Simply put, an eigenvector is a direction, such as “vertical” or “45 degrees”, while an eigenvalue is a number telling you how much variance there is in the data in that direction.
Thus, The eigenvector with the highest eigenvalue is the first principal component.
The number of eigenvalues and eigenvectors that exits is equal to the number of dimensions the data set has. For example if we have two variables (two-dimensional dataset), that means we end up with two eigenvectors and eigenvalues.

Dataset

We will use the mtcars dataset from R. This dataset consists of data on 32 models of car, taken from an American motoring magazine (1974 Motor Trend magazine). For each car, you have 11 features, and They are as follows:

mpg : Fuel consumption (Miles per (US) gallon)
cyl : Number of cylinders
disp : Displacement (cu.in.) a.k.a the combined volume of the engine's cylinders
hp : Gross horsepower
drat : Rear axle ratio –> Describes how a turn of the drive shaft corresponds to a turn of the wheels
wt : Weight (1000 lbs)
qsec : ¼ mile time
vs : Engine block –> denotes whether the vehicle's engine is shaped like a “V”, or is a more common straight shape.
am : Transmission –> 0 for automatic and 1 for manual
gear : Number of forward gears
carb : Number of carburetors

Data Preparation & Preprocessing

There is no need to load the dataset since you can call it directly by typing mtcars in the console.
Fit the PCA: mtcars.pca <- prcomp(mtcars[,c(1:input$num_of_pca,10,11)], center = TRUE,scale. = TRUE). I only use numerical values features, because PCA can only work with numerical values. Therefore, I excluded vs and am from the PCA fit. There is also an additional data preprocessing by rescaling and recentering the data.
Now we can plot the PCA with ggbiplot(mtcars.pca, labels=rownames(mtcars), ellipse=TRUE, groups=mtcars.country)

The Shiny Web App

It is easier to explain how and what the PCA does to the dataset by showing the Shiny Web App itself.

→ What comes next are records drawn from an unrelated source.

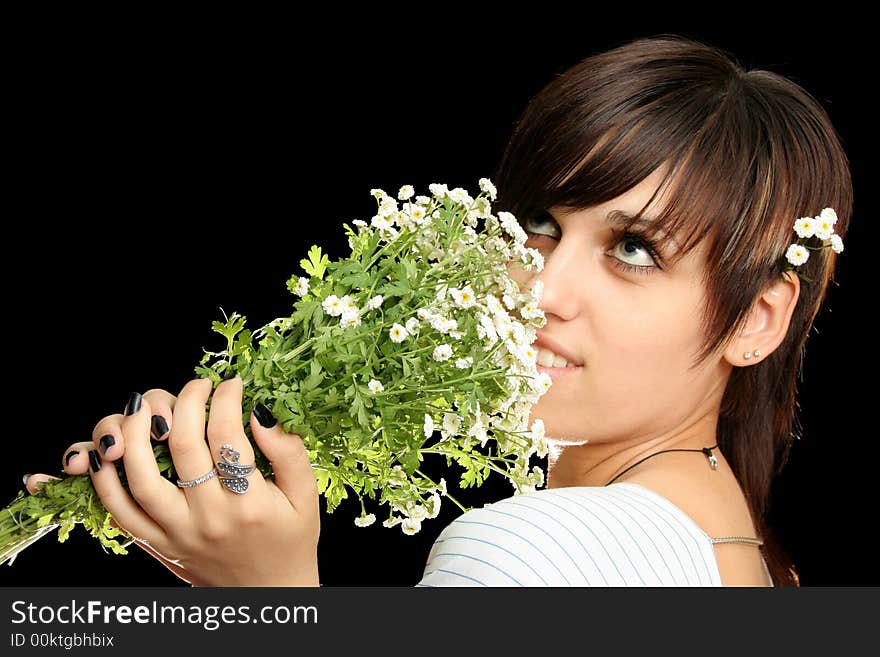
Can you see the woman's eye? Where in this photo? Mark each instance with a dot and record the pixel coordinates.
(635, 251)
(537, 225)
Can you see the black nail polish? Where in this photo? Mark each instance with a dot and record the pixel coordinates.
(106, 443)
(264, 416)
(134, 404)
(94, 460)
(158, 426)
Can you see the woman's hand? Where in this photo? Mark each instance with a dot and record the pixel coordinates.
(206, 534)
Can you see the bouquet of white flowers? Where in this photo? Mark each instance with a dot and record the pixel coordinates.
(420, 330)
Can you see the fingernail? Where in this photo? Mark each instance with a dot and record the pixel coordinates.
(134, 404)
(106, 443)
(158, 426)
(264, 416)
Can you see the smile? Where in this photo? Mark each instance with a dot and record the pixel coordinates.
(549, 359)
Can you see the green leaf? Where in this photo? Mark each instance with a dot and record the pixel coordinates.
(316, 265)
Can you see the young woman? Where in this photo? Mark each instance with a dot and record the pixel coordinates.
(661, 182)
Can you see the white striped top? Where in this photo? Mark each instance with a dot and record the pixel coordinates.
(618, 535)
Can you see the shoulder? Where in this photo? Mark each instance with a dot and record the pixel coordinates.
(619, 535)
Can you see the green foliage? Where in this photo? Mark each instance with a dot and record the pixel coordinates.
(314, 372)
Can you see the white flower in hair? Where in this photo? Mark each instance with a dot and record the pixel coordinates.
(398, 333)
(824, 228)
(805, 227)
(797, 254)
(828, 214)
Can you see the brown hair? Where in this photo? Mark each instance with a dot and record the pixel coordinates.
(752, 152)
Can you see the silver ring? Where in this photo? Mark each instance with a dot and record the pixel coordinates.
(236, 473)
(197, 480)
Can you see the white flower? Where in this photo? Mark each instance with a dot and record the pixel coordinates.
(398, 333)
(451, 424)
(411, 526)
(302, 286)
(487, 187)
(828, 214)
(464, 298)
(537, 476)
(418, 214)
(438, 190)
(443, 324)
(382, 222)
(537, 290)
(365, 521)
(805, 227)
(433, 505)
(824, 227)
(797, 254)
(332, 305)
(442, 352)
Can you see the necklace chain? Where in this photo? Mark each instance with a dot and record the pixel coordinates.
(705, 450)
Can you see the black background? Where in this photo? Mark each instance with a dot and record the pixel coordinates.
(156, 176)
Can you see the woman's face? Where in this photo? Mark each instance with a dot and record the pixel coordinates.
(629, 320)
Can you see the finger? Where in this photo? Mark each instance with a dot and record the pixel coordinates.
(31, 482)
(162, 402)
(225, 429)
(171, 564)
(127, 513)
(189, 451)
(107, 438)
(76, 457)
(158, 496)
(290, 460)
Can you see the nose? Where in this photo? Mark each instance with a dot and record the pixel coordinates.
(561, 281)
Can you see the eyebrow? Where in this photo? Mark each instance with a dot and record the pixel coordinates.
(623, 218)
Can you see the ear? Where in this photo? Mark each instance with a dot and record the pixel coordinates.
(767, 324)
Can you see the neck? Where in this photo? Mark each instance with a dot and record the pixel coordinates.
(596, 464)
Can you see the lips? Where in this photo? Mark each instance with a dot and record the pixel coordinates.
(545, 341)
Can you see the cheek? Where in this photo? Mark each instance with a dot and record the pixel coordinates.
(643, 347)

This is the result of PCA with seven number of components. If you recall from the previous slides, “as you add more components, you summarize more and more of the original dataset”. Thus, it appears the same as we use the whole seven columns (features) to summarize the dataset.

The Shiny Web App (cont.)

Now, I set the number of principal components to four. It appears that it does a better job at summarizing the data. The “standardized PC1” has the biggest explained variance (68.0%) compared to the previous example (62.8%)

The Shiny Web App (cont.)

What if the number of principal components is very small? As expected, it's getting worse as the number of principal components approaches one. This is the same as only using 1 feature to summarize the dataset.

Summary

PCA (Principal Component Analysis) is one of the dimensional reduction technique.
It utilizes “principal components” to explain the most variance on the data.
The principal components can be calculated with eigenvalues and eigenvectors.
As you add more principal components, you summarize more and more of the original dataset.